Balakian lectured for the occasion of the 98th anniversary of the Armenian genocide, traditionally commemorated on April 24th. He also commenced his work with the Museum as Senior Scholar for the Armenian genocide exhibit it will mount in 2015 for the genocide’s 100th anniversary.
In his opening remarks, Museum Executive Director Rick Hirschhaut said: “Our young people – our future – must be a bridge to the future, and ensure that we realize the lessons that were set forth by us, by the Armenian genocide, the Holocaust, and all such terrible atrocities. We must speak for those whose voices were silenced and for those who survived so we may remember and pledge never to forget. Today,” Hirschhaut continued, “at this gathering, we are reminded of a history that must be recognized, and remembered, and calls to the importance of lighting the torch of truth for the world community.”
Nairee Hagopian of the ANCA then introduced Balakian and expressed her gratitude to the Museum for initiating such an important and timely project.
Balakian thanked Hirschhaut and the Illinois Holocaust Museum for their leadership in partnering with the ANCA to build an Armenian genocide exhibit for the 2015 anniversary, “a project,” he said, “that will serve as a model for others to come.”
Balakian also noted how crucial the ongoing support and intellectual work of the Jewish community has been, and continues to be, “from Ambassador Henry Morgenthau, Franz Werfel, and Raphael Lemkin to the work and support of so many superb scholars in our time including Elie Wiesel, Deborah Lipstadt, Robert Melson, Robert Jay Lifton, Andrew Goldberg, and many others, Jews who have made a decisive difference in clarifying our understanding of what happened to the Armenians in 1915.”
For the April 24th commemoration of the Armenian genocide, Balakian then gave a lecture, “Raphael Lemkin, Cultural Destruction, and the Armenian genocide.” He discussed Lemkin’s deep thinking about what happened to the Armenians in 1915 as a seminal case of genocide, noting how Lemkin’s intellectual commitment to what he came to call genocide was heavily influenced by his study of the Turkish mass killing of Armenians. It was Lemkin, he said, who first coined the term Armenian genocide in the 1940s, and explained the concept on a special CBS Television broadcast about the UN Genocide Convention, in February 1949. Balakian also explored how the destruction of Armenian culture (intellectuals and artists, churches, schools, libraries, forced conversions to Islam, etc.) constituted a key component of genocide.

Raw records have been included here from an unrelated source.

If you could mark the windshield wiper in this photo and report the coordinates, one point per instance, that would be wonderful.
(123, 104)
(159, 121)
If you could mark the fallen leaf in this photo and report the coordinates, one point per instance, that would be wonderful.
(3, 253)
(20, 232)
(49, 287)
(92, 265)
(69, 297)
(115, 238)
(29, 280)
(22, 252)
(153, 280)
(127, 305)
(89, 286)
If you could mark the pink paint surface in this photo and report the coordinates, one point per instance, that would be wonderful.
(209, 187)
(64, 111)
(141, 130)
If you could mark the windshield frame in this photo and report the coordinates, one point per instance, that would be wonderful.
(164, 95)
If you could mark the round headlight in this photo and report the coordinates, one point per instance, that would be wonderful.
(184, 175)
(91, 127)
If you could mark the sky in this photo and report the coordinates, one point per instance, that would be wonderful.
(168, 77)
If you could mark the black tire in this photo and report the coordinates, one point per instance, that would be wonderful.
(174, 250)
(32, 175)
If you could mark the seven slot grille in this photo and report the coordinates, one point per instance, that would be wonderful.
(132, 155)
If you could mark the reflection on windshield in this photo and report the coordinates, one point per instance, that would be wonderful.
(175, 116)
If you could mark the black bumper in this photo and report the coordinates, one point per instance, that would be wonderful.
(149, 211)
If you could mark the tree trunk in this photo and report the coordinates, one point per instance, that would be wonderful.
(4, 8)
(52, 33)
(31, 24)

In an extensive PowerPoint presentation, Balakian showed arresting images of magnificent, thriving Armenian churches before 1915, and those same churches, in Turkey, that are in ruins today. He concluded by observing that this kind of cultural destruction still has complex reverberations, and impacts on Armenians in Armenia, in the diaspora, and in Turkey.
A reception and book signing followed.